Some readers commented that they were surpised to see so much non-procreative sex among non-human animals. But this shouldn't be surprising. Other animals have sex-drives and pleasure centers. If anything, what's unique to humans is probably the practice of family planning – whether the plan is to have a family or not. I’m not sure there are any other animals that would voluntarily go to a fertility clinic and pay to be prodded by people in white coats.

Apparently our Antarctic naturalist used terms like “depraved” to describe some of the penguin behavior he observed, especially the consorting with dead bodies, but as Russell notes to the BBC, this is just an artifact of the male penguin sex urge. “It is the males seeing the positioning that is causing them to have a sexual reaction.”
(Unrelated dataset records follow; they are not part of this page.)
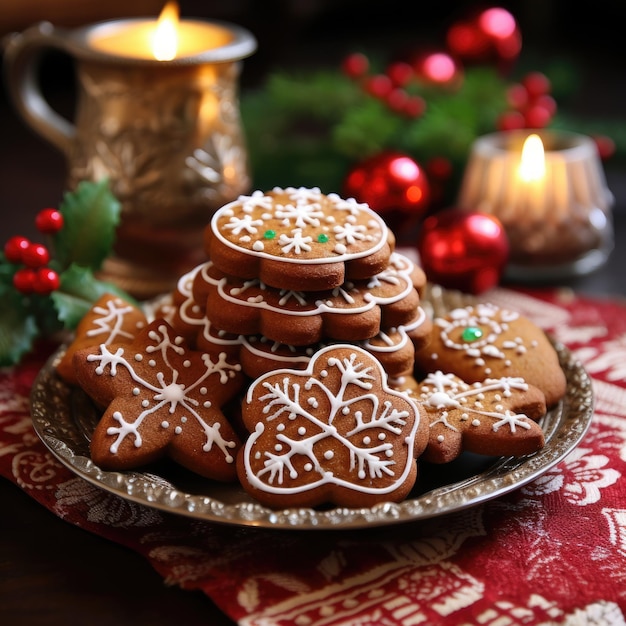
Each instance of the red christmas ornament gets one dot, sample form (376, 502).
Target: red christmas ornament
(392, 183)
(438, 69)
(465, 251)
(492, 35)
That is, seeing another penguin lying down signals either that it’s a sexually receptive female or it’s an ex penguin.

While reporting my own penguins sex stories over the years, I learned that some penguin species show no discernible difference between males and females, and so positioning may be a key clue that they use to signal their own sex and read that of others. Looking through the archives I discovered not one but six stories I’ve written that contain the words “penguin” and “sex.”  The one that touched on the lack of penguin sexual dimorphism was a 2005 column that offered a scientific look at the film March of the Penguins:

The stars of March of the Penguins seem to endure the worst of all worlds: almost nonexistent sex lives that nonetheless lead them to parenthood, total self-sacrifice, and endless suffering.
Conservatives are loving it.
"It demonstrated qualities of sacrifice and devotion and the importance of child rearing and bringing the next generation into the world," says Michael Medved, who hosts a conservative radio talk show in Seattle. He said this was the first movie many of his listeners had seen since The Passion of the Christ. 

The film glossed over the fact that most penguins start fresh with a new mate every year. Further down in the column, I quoted naturalists who said that among emperor penguins anyway, the sexes are very hard to tell apart.
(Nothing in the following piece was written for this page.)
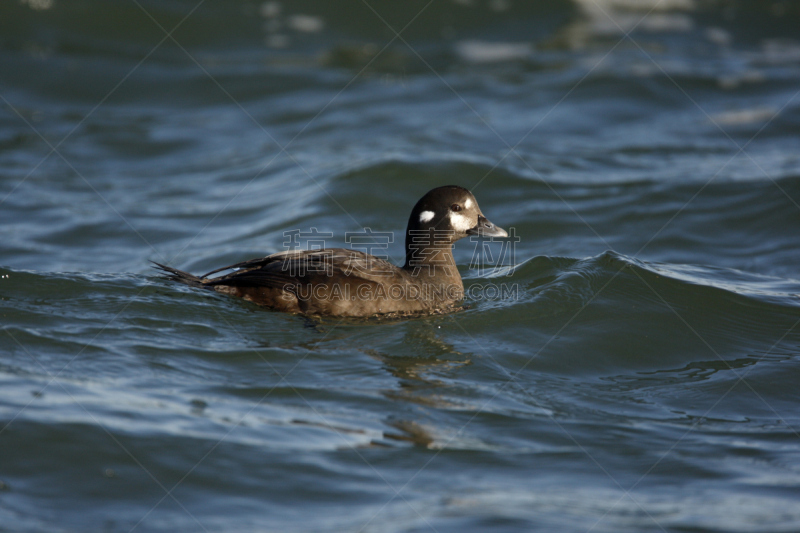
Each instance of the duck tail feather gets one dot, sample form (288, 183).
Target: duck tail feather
(174, 274)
In fact, scientists are mystified as to how the penguins themselves figure out which sex they are, says John Rowden, a curator at the Central Park Zoo. To humans they're identical, even if you look between their penguin legs, where they all sport an opening called a cloaca. When opposite-sex penguins rub their nether regions together, the male squirts semen from his cloaca into hers. 

In zoos, genetic tests can distinguish the sexes. That's how curators at Central Park discovered that some of their penguins are gay - or at least having gay sex. "We currently have a number of same-sex pairs," Rowden says. Other birds in the wild sometimes form same-sex pairs. Given the situation with penguins it's impossible to tell whether any of the birds in the film were boy-boy or girl-girl couples that stole or adopted eggs. 

Not that conservatives are the only ones reading things into penguin sexuality. Many New Yorkers latched onto one particularly devoted gay penguin couple, Roy and Silo, who live at Central Park Zoo. 

But they were not as gay or as devoted as they appeared. After a six-year relationship they went their separate ways, and Silo now has a girlfriend.